RT2 Profiler PCR Array. Expression of 22 genes from isolated RNA related to p53-mediated signal transduction detected in DNA repair, apoptosis, cell cycle, proliferation and differentiation processes, were profiled using RT² Profiler PCR Array (Qiagen; Custom cat #CAPH 13446). Real-time PCR-Custom RT² Profiler PCR Array’s F format-96-well (CAPH_133446F; cat #330131/12 plate) was used in this study. Custom RT2 Profiler PCR Array was performed to measure the expression levels of 22 genes beside the reference genes (ACTB and β2-GM) for each well of the patient or control group; a total of 25 (μL of 12.5 μL SYBR green master mix, 10.5 μL ddH₂O and 1 μL cDNA were prepared to using RT2 SYBR Green qPCR Mastermix kit (cat #330502; Qiagen) on the Light Cycler 480 II RT-PCR Instrument (Roche Diagnostics GmbH, Mannheim, Germany). The 12.5 μL SYBR green master mix and 12.5 μL RNase-free water were added for each of the HKG (ACTB and β2-MG) and positive PCR control.
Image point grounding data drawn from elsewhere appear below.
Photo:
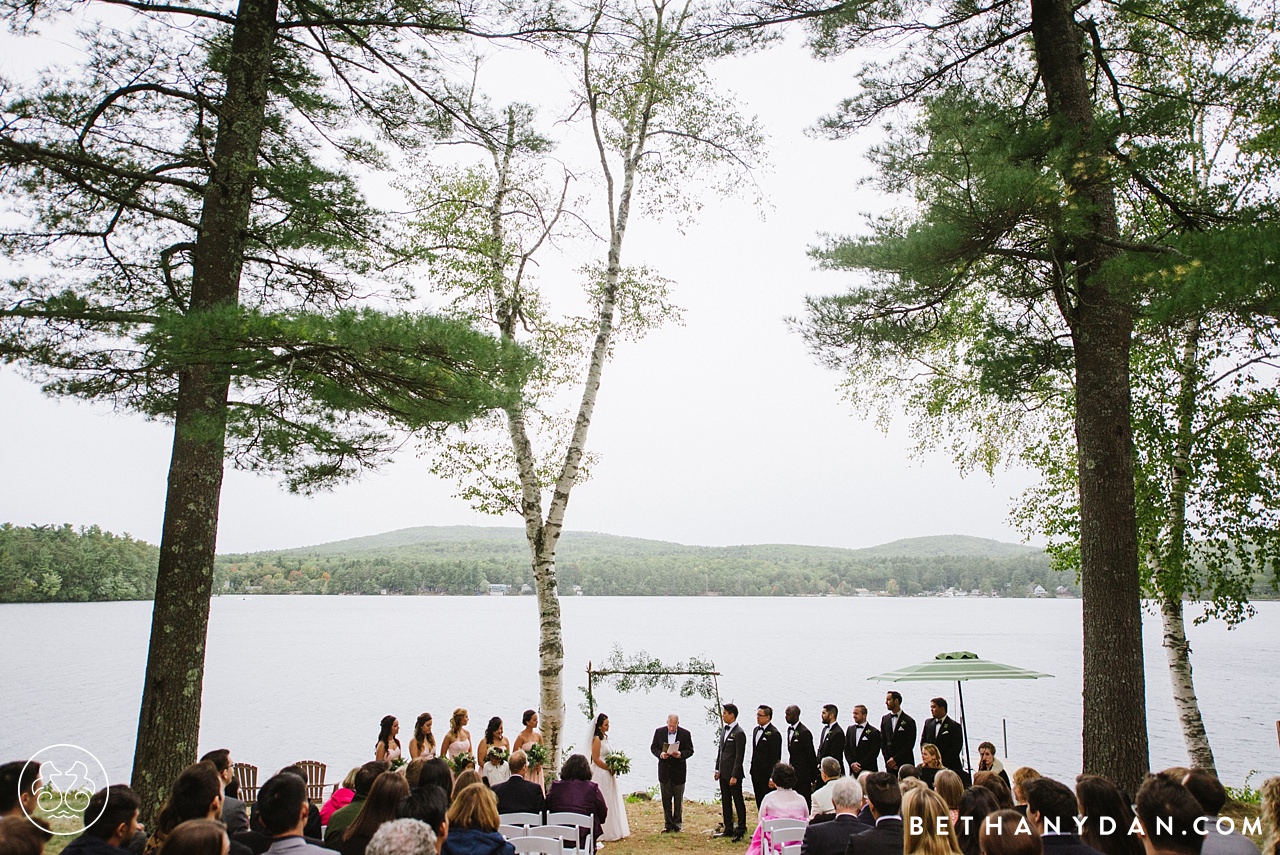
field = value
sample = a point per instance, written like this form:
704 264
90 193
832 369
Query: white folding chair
769 828
787 839
567 835
520 818
539 845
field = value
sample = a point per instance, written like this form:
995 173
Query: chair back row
246 776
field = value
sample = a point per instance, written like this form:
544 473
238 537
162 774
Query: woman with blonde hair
927 824
458 739
474 824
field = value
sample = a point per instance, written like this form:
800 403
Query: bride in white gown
616 826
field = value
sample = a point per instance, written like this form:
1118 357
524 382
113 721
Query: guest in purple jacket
576 792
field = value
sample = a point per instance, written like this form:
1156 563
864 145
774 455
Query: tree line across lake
64 563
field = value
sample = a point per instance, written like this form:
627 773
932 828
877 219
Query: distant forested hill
464 559
68 565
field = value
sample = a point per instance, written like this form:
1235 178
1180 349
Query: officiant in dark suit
672 745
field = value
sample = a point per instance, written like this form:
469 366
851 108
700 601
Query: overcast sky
718 431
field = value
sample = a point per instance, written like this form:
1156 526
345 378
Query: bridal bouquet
617 762
462 762
538 754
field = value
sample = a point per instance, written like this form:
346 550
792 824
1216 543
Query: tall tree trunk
1115 725
1171 579
169 719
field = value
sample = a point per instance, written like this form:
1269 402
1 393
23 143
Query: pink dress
780 804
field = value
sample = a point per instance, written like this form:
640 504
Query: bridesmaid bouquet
617 762
462 762
538 754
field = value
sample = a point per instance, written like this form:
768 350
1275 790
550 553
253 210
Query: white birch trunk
1176 648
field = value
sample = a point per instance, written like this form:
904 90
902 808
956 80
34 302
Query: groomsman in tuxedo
946 734
728 772
897 735
672 745
831 741
862 744
766 751
800 753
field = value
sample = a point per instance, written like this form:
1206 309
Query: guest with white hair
831 837
403 837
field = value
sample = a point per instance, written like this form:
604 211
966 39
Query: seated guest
19 785
342 796
117 822
474 824
196 837
931 763
1101 803
23 836
576 792
1022 776
976 805
832 837
886 837
1211 795
949 786
234 813
924 809
1051 809
343 817
403 837
821 801
988 762
1009 833
1170 817
781 803
515 794
995 785
197 794
429 805
382 805
284 812
465 780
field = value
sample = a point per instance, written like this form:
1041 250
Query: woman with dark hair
458 739
197 794
1006 832
380 805
197 837
1098 798
782 803
423 745
526 737
493 753
976 804
474 824
616 827
576 792
388 746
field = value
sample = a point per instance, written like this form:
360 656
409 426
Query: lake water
73 673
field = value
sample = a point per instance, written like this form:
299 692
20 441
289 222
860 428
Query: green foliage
68 565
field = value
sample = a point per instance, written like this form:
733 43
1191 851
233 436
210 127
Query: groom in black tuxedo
672 745
946 734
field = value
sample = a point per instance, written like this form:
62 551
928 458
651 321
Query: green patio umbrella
959 666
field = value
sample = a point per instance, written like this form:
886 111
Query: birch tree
657 128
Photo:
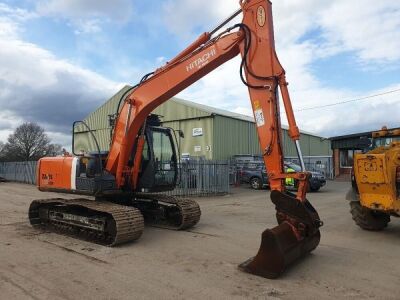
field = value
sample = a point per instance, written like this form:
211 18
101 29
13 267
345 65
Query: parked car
316 181
254 174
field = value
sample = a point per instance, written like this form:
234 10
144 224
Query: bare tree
29 142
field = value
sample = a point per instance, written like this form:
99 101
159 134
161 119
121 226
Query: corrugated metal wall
310 145
232 136
199 146
222 136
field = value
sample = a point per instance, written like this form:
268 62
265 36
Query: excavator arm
260 70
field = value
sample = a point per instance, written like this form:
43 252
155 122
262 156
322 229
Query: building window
347 157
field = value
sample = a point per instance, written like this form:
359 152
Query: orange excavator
142 161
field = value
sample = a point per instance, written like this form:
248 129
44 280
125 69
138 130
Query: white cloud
117 10
87 16
367 29
37 86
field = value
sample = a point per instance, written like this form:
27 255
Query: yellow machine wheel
368 219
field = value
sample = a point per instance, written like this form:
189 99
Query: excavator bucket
296 235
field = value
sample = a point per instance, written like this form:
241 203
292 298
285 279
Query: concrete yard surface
201 263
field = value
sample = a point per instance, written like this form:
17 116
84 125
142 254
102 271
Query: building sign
197 131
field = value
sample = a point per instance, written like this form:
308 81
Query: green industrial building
209 132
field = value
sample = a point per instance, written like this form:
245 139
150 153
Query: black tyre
368 219
256 183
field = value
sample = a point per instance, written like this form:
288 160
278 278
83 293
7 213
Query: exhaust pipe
296 235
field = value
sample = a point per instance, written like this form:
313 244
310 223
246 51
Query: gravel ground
200 263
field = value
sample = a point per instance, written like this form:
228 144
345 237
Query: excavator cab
159 166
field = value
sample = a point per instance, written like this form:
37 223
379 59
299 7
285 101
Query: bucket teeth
296 235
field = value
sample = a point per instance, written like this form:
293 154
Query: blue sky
61 59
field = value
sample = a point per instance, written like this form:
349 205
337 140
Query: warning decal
259 116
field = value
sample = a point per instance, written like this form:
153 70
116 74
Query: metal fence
196 177
202 178
19 171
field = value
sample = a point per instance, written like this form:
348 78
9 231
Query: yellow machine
375 193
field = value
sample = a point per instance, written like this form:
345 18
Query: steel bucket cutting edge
285 243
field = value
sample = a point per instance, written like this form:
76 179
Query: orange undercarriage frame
261 71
Data Analysis. For the analysis of data with Light Cycler 480 system (Roche Diagnostics GmbH), the Second Derivative Max Method was used. This method was defined as the crossing point of the PCR reaction and this crossing point value is the maximum value of the second derivative of the amplification curve. We used commercially available primers for all genes (Qiagen GmbH). Threshold cycle (Ct) values for each sample were evaluated using web-based RT2 Profiler PCR Array Data analysis 3.5 [12].

The 2^-ᐃᐃCt method is used as a relative quantification strategy for qPCR data analysis. This method directly measures relative gene expression levels between different samples using the Ct values produced by the qPCR system. Gene expression levels were also defined as fold change. Relative expressions were calculated in accordance with the 2^-ᐃᐃCt method. Relative quantification related the PCR signal of the target transcript in a patient group to the signal of another sample such as a control group. The values of positive PCR control (Ct^PPC) wells were examined. The mean Ct^PPC ratio in each RT2 Profiler PCR Array should be 20 ± 2. The ACt was used for each gene in all plate using Ct values for the gene of interest (GOI) and the HKG (ᐃCt: Ct_GOI-Ct_HKG). When replication was performed, the mean ACt values of each gene (each well) were calculated.

Statistical Analysis. In the evaluation of the data, Qiagen Custom RT² Profiler PCR Array data analysis methods were used. Student’s t-test analysis was performed by a web-based program. Significant differences in expression levels by Student t-test analysis are shown as log-transforming values (logFC) to identify fold regulation. A p value of <0.05 was considered to indicate a statistically significant result.

Clinical Characteristics of CLL Patients. Thirty patients with chronic lymphocytic leukemia (with and without chromosomal aberrations) and 15 healthy adults as control group were included in the study. Fourteen CLL patients were female (46.6%) and 16 were male (53.3%); the male/female ratio was 1.14. Eight individuals in the control group were female (53.3%) and seven were male (46.6%). The mean ages of the CLL and control groups were 63.8 ± 9.4 and 56.5 ± 6.8, respectively. Median and minimum-maximum ages were 63.8 (46-86) and 56.5 (44-70), respectively. The age of diagnosis was 58.1 ± 10.2 in the CLL group. There was no statistically significant difference between the two groups with respect to gender distribution (p >0.05). According to the Rai staging, 11 patients were in stage 0 (36.6%), one in stage I (3.33%), 10 in stage II (33.3%) and two were in stage III (6.66%). In the Binet staging system, 17 patients were in stage A (56.6%), eight in stage B (26.6%), and five in stage C (16.6%).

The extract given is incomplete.